Future State‘s initiative to provide a glimpse of the next generation of heroes has introduced readers to a variety of new and old faces. With regards to the mantle of Superman, all the titles thus far have centered around Clark’s son and successor, Jon. Superman of Metropolis provided a look into Jon’s growing pains of assuming the mantle, while Superman/Wonder Woman delivered a more mature successor who has forged his own path. Now, Superman: Worlds of War seeks to provide a coda to Clark’s departure and a look at how the world reacts to the loss of an icon.
In “The Many Lives of Clark Kent”, standout writer Phillip Kennedy Johnson and all-star artist Mikel Janin paint a portrait of a world without Superman that offers a reflection on the heroic ideal. Johnson’s narrative emulates what some of the most revered Superman tales have done by providing more of a meditation on Superman than a thrilling adventure — readers expecting grand gladiatorial combat will have their expectations subverted in a fantastic way.
The narrative takes place through everyday people recounting their personal experiences with Superman. It’s through this narrative setup that Johnson provides his own meta-textual commentary on the character of Superman. Though the ordinary citizens weave tales of Superman exerting his great power to save the day, the story’s protagonist does not lose sight of the man behind the cape. Johnson’s protagonist seems to function almost as a stand-in for the writer and gives a glimpse at the characterization the future Super-scribe will bring to the series. It’s a hopeful tale that serves as a stark contrast to the other Future State releases and leaves room for a promising follow-up.
Here, Janin’s unique art style pairs perfectly with the narrative. His crisp line work gives the book a realistic texture that supplements its focus on ordinary citizens. On one page, he can craft the blur of Superman’s cape flickering through the city, and on the next deliver detailed alien monstrosities for Superman to combat. One of the best aspects of his style is his consistently unique page layouts. Janin varies his paneling from page to page, giving each tale its own style. Alongside this is his creative usage of 2-page spreads, giving the art room to breathe.
Paired with Janin’s excellent style is Jordie Bellaire’s vibrant colors, whose talents also lend themselves to each narrative. The colors vary between each story recounted and help make each one unique in its own right. This artistic duo comes together to accentuate the grounded nature of the narrative while also giving the story its own artistic voice.

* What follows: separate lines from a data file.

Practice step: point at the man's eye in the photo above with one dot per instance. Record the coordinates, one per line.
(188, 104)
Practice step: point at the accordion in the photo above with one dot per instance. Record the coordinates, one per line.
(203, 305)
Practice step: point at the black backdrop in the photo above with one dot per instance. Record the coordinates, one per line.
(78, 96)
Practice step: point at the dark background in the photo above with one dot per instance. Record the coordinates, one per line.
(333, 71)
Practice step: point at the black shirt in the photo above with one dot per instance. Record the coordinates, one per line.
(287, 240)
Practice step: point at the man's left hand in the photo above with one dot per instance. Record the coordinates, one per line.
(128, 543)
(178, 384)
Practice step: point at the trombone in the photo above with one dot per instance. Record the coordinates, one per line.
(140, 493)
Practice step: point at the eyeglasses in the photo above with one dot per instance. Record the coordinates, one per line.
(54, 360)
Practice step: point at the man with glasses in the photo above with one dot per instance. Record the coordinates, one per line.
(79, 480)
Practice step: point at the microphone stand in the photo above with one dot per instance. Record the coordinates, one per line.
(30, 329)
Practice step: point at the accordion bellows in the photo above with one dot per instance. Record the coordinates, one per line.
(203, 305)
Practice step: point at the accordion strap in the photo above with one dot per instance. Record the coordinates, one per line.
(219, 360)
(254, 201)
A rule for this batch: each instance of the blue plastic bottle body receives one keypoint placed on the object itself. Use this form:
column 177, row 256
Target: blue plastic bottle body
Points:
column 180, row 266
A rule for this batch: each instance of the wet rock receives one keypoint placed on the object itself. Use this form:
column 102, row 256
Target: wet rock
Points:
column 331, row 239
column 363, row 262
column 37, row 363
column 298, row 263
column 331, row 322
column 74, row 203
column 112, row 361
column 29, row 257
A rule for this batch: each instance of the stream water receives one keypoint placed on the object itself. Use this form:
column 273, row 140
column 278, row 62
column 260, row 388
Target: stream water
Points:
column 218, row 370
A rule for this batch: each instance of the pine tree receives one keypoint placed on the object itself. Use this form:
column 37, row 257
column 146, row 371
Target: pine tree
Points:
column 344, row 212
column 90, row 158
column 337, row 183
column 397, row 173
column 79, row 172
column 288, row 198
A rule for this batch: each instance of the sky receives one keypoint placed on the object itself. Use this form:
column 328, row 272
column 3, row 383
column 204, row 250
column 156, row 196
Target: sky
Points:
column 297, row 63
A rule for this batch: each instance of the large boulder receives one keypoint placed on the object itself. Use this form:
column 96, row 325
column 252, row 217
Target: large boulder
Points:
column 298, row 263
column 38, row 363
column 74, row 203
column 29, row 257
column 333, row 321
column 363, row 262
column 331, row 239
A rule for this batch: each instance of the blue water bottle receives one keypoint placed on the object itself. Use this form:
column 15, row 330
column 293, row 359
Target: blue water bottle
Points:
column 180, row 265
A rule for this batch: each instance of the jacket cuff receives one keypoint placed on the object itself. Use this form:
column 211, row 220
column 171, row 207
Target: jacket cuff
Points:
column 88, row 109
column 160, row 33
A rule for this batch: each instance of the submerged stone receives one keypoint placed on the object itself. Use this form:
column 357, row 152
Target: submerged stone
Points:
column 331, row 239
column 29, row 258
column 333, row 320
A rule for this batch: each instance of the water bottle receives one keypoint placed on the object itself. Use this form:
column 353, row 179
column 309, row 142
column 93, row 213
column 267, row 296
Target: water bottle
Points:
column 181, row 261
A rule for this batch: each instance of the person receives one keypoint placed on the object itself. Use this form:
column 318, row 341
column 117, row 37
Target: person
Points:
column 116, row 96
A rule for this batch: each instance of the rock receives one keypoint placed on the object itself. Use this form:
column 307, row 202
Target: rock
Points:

Following Superman’s narrative comes three more backup stories, all centering around Warworld. The first of these centers around the new Mister Miracle, Shilo Norman, and serves as a continuation of Mister Miracle’s adventure in the Superman of Metropolis #1 backup. Unfortunately, its inclusion here comes off as a jarring entry. This is due to the narrative picking up immediately after the yet to be released Superman of Metropolis #2. Such a starting place leaves one with more questions than answers especially considering the brief 10 pages this story is given.
The best aspect of this backup is the artistic talent of Valentine De Landro and colorist Marissa Louise. Landro’s art style serves as a stark contrast to Janin’s realistic renderings and gives the story a cartoon-esque quality. Louise’s colors and shading then come in to complement Landro’s line work. While overall a strange entry, this backup does assist in fleshing out the backdrop of Warworld further and setting up the next story.
The next backup is given more room to breathe in a full issue length story centering around Midnighter. Here, Midnighter is tasked with saving the galaxy from its imminent destruction. It’s an action-packed issue that grips you from page one and does not let up. Michael Conrad and Becky Cloonan immediately capture Midnighter’s gritty tone and deliver one of Future State‘s better supplementary stories.
What really sets this backup apart is Gleb Melinkov’s art. He imbues the narrative with a visceral flair that perfectly suits the action-packed narrative. His rugged line work gives the story its own unique texture and plays into the violent tendencies of the protagonist. Melnikov’s art is then even further enhanced by Jordie Bellaire’s coloring. Bellaire’s stylized punches and gunshot flairs give each fight frenetic energy. Letterer Travis Lanham’s striking onomatopoeia usage also contributes to the overall tone of the story. This backup comes as a welcome addition and makes for an exhilarating read.
Rounding out this collection of backups comes a Black Racer narrative. This serves as an update of the Fourth World character and introduces a new persona to the mantle. Much like Mister Miracle’s story, its inclusion here serves to further flesh out Warworld as a whole. While the story is largely comprised of expository narration, it does provide a few moments of action and a set piece seemingly ripped straight from Alita: Battle Angel. It also does a satisfactory job at setting up an intriguing premise for the new Black Racer. This story’s inclusion serves a broader thematic purpose for the issue as well, carrying over the same thread from Superman’s narrative, which gives the issue a strong sense of coherence.
On the whole, Superman: Worlds of War delivers a strangely cohesive collection of stories spanning the broader ends of the DC universe. Johnson’s Superman debut serves as an indicator of the direction he will bring to the character, while also providing an engaging look at a world without Superman. The accompanying backups each bear their own merits and serve to further expand the looming backdrop of Warworld. This is a solid Future State entry that provides something for everyone.